Everyone knew the big companies paid better and were less likely to go out of business or make people redundant. They also had benefits - health insurance and credit unions - that were unheard of at run-of-the-mill employers. Guys at those big outfits had cars, and houses that had been painted, in the past decade. Regular folks at the downmarket salt mines had weather-faded exterior walls on their house trailers and, if they had a car, it was the variety that burnt lots of oil and sported rust blossoms around the wheel wells.
So when I first ventured into Silicon Valley, I made my way to a big name computer company and signed up. It had a logo that's known the world over, and, sure enough, the pay and benefits were pretty darn good. Four and a half years at the computer factory left me in dramatically better financial shape than the preceding 24 years in the newspaper business.
An average job stay in the Valley is something like three years, so after four, I had inherited most of the cushy accoutrements that come the way of people who stay in a big company long enough. There was the corner office with views of well-kept gardens and a couple of acres of lush lawn. There were fashionable, overstuffed chairs and a sofa, to go with the live plants, stereo system and state-of-the-art network and computer gear.
There were two well-paid assistants who were so competent that it was a constant challenge to keep them both busy. When I wasn't giving computer- aided presentations over a state-of-the-art global video conferencing system, I was being flown business class to Sydney or Paris or Tokyo to attend conferences and visit special customers.
Then there were the two espresso bars with cheerful staff and a cafeteria that featured a chef and dishes like handmade salmon cilantro pizza freshly baked in a wood-burning oven. Add to that a health club, a bookstore, a computer store (with steep employee discounts) and a branch office of the local Silicon Valley credit union, and, well, the term "spoiled rotten" probably comes to mind.
So you're probably going to wonder what ever possessed me, one fine summer day, when I pitched the whole thing and headed off to a startup. It wasn't as if they were trying to get rid of me - my boss actually asked what he could do to keep me when I went to him and announced my departure.
That Friday I left my cushy corner office with the garden view - a 15- minute commute from home - and on Monday reported to my new HQ, a tough hour's drive away, consisting of an old house and office building under a motorway flyover.
My new "office" was previously the conference room, and it came with company - composed of the vice-president of sales, some cardboard boxes, a few dozen ants and the antenna that links our network to the old house across the parking lot. I'm at an age where I don't worry about the microwaves making me sterile, but hair loss is another matter entirely.
The garden view has been replaced by a vista of the private security guard office which sits above the thrift shop next door. The espresso bars and pizza oven have been replaced by a coffee machine and a Mexican restaurant a mile or so away.
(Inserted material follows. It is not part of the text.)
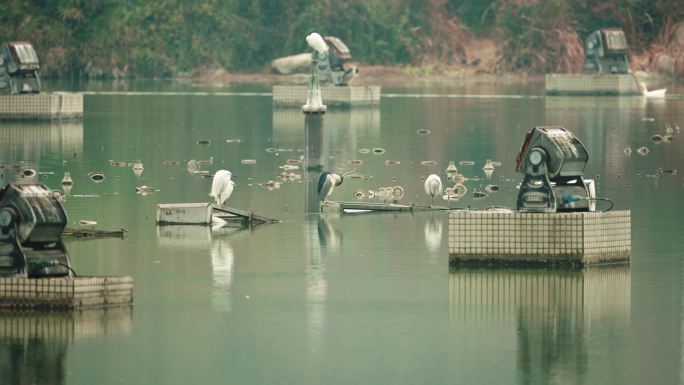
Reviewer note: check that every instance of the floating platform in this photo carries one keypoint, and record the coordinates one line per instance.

So what would possess a guy to do such a thing? In a word, or rather two words, stock options. Like many other Valleyites, I left a stable, well-paid job to go into a risky startup in the hope that I was getting in on the ground floor of a future Netscape or Yahoo.
And then there's the challenge. In a big company, its hard for one person to do either much good or much harm. In a small one, a single person can easily be the difference between success and failure. And since everyone has to master many trades in a small, resource-short outfit, there's a big opportunity to learn everything, from public relations to insect control.
So now everyone's rushing for the wonky little companies. If this keeps up, pretty soon the poor slobs at the petrol station will be lording it all over me.